I mention that class because it reminds me of a student I myself once had. The first time I met him, when he was a freshman, he was diligent, focused, and inquisitive. By our second meeting, during his sophomore year, he was dutiful and lethargic. A few classes into the semester, I kept him after class and asked him what was wrong. He told me he was disappointed in college. He had been looking forward to the challenge, but it had turned out that it was easier than high school. He had lots of free time, there were fewer classes, and those few classes weren’t very demanding.
I told him that he was confusing the demands others placed on him with the demands he now needed to place on himself. I explained that when you are young, adults focus your life for you and keep you on task, but when you become an adult, it is your responsibility to focus your life and keep yourself on task. I told him that in college you don’t have “free time,” you have time you need to use well, and as an adult you need to be the one pushing yourself rather than waiting for someone else to push you. He went on to double major in biology and chemistry.
When I was an undergraduate, I felt that there was a community of scholars who understand that having faith in your students was of the greatest challenges you could ask of them and one of the highest standards you could set. The philosophical-anthropology course I took was a model of adult responsibility, but most of what I see in college today is a model of hand-holding and micromanagement. We tell students which courses to take, which books to read, how they will be assessed, how they should speak to one another, and how to use a plethora of support services should something go wrong.
While I was serving on a curriculum-review committee at a midsize state university for several years, the ever-increasing routinization of the profession became clear to me. There were standards and rubrics. The committee expected paperwork, and to be acceptable it had to adhere to a standardized outline, which was to be modified ever so slightly to reflect each individual class. Follow the outline and most likely your course would be approved, deviate and most likely it would be sent back to you for revisions. Connect-the-dots for people with terminal degrees.
The forms, norms, and assessments that define higher education are becoming ever more routinized — for the students, faculty, administrators, and accrediting agencies. A Big Mac in Maine looks pretty similar to one in Oregon. The textbook being used for a class in Psychology 101 in New Jersey is probably the same one being used for a class in Psychology 101 in Iowa. Fast-food nation and higher education are becoming ever more homogeneous, and it’s not surprising that students are less engaged. Why should they be? Generic only goes so far.

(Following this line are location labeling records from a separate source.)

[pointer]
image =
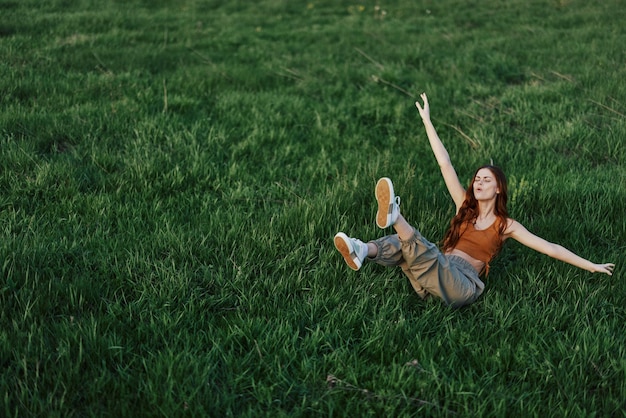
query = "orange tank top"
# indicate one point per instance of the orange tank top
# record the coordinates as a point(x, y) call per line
point(481, 244)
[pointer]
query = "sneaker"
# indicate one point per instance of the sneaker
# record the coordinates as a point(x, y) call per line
point(353, 250)
point(388, 203)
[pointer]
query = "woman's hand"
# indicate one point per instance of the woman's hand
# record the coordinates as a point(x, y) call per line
point(604, 268)
point(425, 110)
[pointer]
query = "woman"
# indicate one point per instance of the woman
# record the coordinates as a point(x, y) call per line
point(476, 234)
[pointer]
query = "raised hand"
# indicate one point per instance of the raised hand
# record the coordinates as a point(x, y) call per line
point(424, 110)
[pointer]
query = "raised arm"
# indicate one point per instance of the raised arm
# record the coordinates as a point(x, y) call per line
point(455, 188)
point(517, 231)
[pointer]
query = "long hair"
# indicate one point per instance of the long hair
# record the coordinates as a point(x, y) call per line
point(468, 212)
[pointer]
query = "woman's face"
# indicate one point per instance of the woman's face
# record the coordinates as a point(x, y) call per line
point(485, 185)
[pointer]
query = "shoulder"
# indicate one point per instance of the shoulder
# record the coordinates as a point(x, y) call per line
point(512, 227)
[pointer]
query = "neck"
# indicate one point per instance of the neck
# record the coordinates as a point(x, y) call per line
point(486, 208)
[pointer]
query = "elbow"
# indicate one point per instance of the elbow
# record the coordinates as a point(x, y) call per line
point(554, 251)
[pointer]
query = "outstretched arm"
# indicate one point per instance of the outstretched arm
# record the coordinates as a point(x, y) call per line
point(516, 231)
point(455, 188)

How do we let students know that college is easy only for those more interested in other people’s answers than their own imagination, curiosity, and drive? That college is easy only if you are satisfied with doing what you are told? How as professors do we create opportunities for freedom and creativity in a system that is often driven by uniformity and accountability? I realize that the answer to each of these questions will be informed by circumstance, but one thing I can be sure of is that since I have known better, I can’t make excuses for offering my students something less.
I learned firsthand that a single course that inspires wonder can change the direction of someone’s life. A professor today who does everything possible in a course to resist the small, the shallow, and the routine has the opportunity to change other lives. Thirty-five years from now, a former student might even write an essay calling it the best class he ever had.
Stephen R. Herr is the former chair of the education department at Lane College. Coincidentally, Victor Ayoub, the professor he describes in this essay, is the father of Nina Ayoub, the longtime books editor at The Chronicle Review.